I was at walmart and I saw a fiber glass repair kit for fourteen bucks, so I bought it. I am going give fiber glassing a try and hopefully make a nice cowl for the Cessna, hopefully.
I read some were about using foam for the mold. After you fiber glass the foam mold, you dissolve the foam with acetone and your left with a fiberglass cowl. It sounds simple enough. I will make sure to take pics.
That's awesome. I've got 3 weed eater motors down the shed that I've been wondering what to do with. I'd always thought they would be too heavy. Time to have a look at some of those plans.
Old way was motor oil and sand and as you can imaging it was a smoking mess when the hot metal hit it. I prefer investment casting with plaster but the plug has to be burned out of the mold either before (more difficult to burn out plug material) or during casting (lost foam).
I am wondering why you inverted the engine? The weedeaters I fly are vertical. Seems super cool though! What kind of pistons did you use to increase compression? I wanna add some power to my 25cc I wanna make it hover!! hahaha
That's the correct engine position for that model. Most gas engine'd planes position the cylinder pointing down. If the cylinder was pointing up he'd have to cut a nasty hole in the top of his cowl. Also this points the exhaust downward, too.

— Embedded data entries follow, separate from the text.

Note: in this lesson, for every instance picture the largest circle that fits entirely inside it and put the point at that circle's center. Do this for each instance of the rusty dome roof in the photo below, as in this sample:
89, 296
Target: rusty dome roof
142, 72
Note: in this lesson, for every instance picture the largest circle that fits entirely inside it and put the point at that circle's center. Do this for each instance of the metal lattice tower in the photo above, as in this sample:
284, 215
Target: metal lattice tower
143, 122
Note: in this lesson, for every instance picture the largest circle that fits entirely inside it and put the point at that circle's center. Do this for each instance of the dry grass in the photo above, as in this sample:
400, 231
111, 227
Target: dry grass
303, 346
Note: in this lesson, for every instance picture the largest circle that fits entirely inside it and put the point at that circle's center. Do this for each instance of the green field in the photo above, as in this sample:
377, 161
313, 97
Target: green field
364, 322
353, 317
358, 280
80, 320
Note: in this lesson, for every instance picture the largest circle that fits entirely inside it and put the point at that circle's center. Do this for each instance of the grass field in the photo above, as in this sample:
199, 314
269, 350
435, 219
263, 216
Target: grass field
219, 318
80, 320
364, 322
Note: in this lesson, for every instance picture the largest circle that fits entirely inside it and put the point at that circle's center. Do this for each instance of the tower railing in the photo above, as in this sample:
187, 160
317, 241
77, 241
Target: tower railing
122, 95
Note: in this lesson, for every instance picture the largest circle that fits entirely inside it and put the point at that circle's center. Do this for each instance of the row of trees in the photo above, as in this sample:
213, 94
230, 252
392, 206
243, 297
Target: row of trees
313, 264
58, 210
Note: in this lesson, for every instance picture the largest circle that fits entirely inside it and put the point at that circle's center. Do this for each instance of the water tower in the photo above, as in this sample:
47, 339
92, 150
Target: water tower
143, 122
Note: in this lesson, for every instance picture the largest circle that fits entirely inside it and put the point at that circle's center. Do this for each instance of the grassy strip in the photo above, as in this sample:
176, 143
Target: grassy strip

First of all, this is really cool! I noticed you were using a stock 9X Tx/Rx setup. Not to "rain on the parade" but I didn't think it was recommended to use this Tx/Rx setup on gassers like this. Am I wrong? I use the same Tx/Rx (6 channel version) setup on my planes, but I believe the lack of failsafe in its stock configuration was one of the reasons for this recommendation.